I felt my stomach clench.

Again.

I hated that.

I hated it even more that I could do nothing for her.

Nothing but allow her to sleep in the goddamn hammock.

“What happened to the roommate’s boyfriend?” I found myself asking.

“Jail,” he answered. “He was one of the ones you informed on for us.”

I wish I’d known that while I was there. I would’ve fucked him up extra just for the pure joy of it.

Hoax muttered something similar, and we shared a knowing smile. “If I’d have only known…”

***

It was an hour later that I was walking into my Abuela’s bakery and being surprised for the second time that day.

It wasn’t because of the fact that my grandmother glared at me over her cookie display case, but because of the fact that none other than my pain in the ass neighbor was sitting in one of the booths in the far corner of the room.

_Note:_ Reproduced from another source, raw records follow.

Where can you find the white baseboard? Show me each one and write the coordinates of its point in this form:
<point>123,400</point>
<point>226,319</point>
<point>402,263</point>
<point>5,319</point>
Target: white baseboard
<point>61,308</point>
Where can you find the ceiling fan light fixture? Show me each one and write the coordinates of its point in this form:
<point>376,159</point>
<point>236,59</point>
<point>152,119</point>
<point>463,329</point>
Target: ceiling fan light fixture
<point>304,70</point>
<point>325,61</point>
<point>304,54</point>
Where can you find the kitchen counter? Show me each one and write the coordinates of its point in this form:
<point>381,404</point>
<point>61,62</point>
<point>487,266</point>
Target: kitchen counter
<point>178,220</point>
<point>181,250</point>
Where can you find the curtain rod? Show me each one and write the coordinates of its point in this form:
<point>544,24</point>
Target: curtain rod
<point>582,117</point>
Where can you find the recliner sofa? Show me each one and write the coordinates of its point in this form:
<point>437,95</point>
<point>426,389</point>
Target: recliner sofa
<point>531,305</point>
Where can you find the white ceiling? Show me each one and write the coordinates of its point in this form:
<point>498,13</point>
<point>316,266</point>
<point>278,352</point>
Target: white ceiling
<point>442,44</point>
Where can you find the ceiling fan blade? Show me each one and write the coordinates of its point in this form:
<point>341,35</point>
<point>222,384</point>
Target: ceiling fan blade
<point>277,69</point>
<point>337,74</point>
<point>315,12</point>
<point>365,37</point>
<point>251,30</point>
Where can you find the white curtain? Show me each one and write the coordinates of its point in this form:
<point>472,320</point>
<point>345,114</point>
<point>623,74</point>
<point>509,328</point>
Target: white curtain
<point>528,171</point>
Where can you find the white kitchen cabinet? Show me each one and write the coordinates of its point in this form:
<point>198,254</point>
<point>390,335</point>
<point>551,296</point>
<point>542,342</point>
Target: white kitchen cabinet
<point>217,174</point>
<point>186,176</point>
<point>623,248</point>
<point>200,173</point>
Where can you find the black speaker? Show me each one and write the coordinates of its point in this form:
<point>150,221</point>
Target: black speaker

“What are you doing here?” came from my grandmother.

I turned to her, ignoring my neighbor and how much I wanted to pull her into my arms, and turned to my grandmother.

“I’d like a couple of those,” I pointed at the cookies.

My grandmother huffed and pulled four out of the case, putting them onto a plate and handing it to me so hard that one of the cookies almost fell to the floor.

I caught it with my expert skills, then took a big enough bite that half the cookie was devoured.

“It’s good,” I muttered around a full mouth. “Though the bottom’s a little burnt.”

My grandmother huffed indignantly. “You lie.”

My lips twitched.

“You have any milk?” I asked.

My grandmother didn’t sell milk at the bakery. Something in which I’d been urging her to do for a while now.

I mean, who the hell would be able to eat something sweet and not want milk to chase it down with afterward?

However, she’d tried to sell milk before and it mostly ended up going bad, and she lost money on it.

Now she no longer sold the milk, but always kept some in the back for when I’d come.

Or used to.

The way she smiled slowly, she apparently still did.

“Thank you,” I grinned.

My grandmother couldn’t contain her smile.